As part of the Year of Youth, activities, conferences and initiatives for young people are planned across all EU countries. There will be a special focus on young people with fewer opportunities.

There will also be increased efforts to include youth priorities in relevant EU policy areas and in the EU’s decision-making process.

The flagship initiative of the Year of Youth is the ALMA programme which offers young people from disadvantaged backgrounds who don’t have a job the chance of work experience in other member states.

How many young people are unemployed in the EU?

Youth unemployment in the EU is coming down. It was 14 % in February 2022, compared to 18.2 % in the first quarter of 2021. However young people are still twice as likely to be unemployed compared to the average for the working-age population which is 6.2 %

12.7 percent of young people aged 15-29 are not in education, employment or training; they’re known as NEETs. This is 9 million young people.

What is the Youth Guarantee?

To help bridge the divide and get young people into work, the EU’s Youth Guarantee, guarantees that all young people under the age of 30, who sign up, will receive an offer of a job, apprenticeship, education, or training within four months.

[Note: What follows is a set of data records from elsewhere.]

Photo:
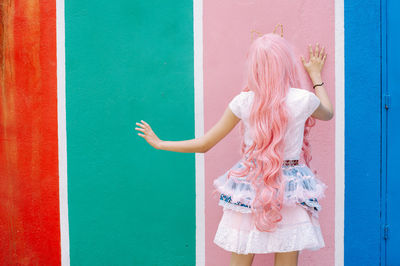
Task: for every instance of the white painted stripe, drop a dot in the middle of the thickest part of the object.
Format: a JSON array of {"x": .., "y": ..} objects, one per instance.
[
  {"x": 339, "y": 132},
  {"x": 199, "y": 129},
  {"x": 62, "y": 134}
]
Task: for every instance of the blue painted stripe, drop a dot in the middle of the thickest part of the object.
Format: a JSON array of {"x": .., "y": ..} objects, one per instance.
[{"x": 362, "y": 132}]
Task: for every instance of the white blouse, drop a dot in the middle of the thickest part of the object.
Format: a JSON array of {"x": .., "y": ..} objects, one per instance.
[{"x": 301, "y": 104}]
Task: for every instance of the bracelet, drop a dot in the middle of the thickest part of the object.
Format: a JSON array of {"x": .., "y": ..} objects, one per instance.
[{"x": 318, "y": 85}]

Since it was adopted in 2013, more than 3 million young people have taken up an offer every year, meaning 36 million people have been helped so far.

The longer-term follow-up data available regarding young people that went through Youth Guarantee schemes since 2014 indicate that, on average in the EU, more than half of the young people starting an offer are in employment, education or training six, 12 and 18 months later.

The Reinforced Youth Guarantee has broadened its offer from 15-25 year-olds to 15-29 year-olds. It has a focus on helping the hardest to reach and most disadvantaged and making sure they have the right skills for the digital and green transitions.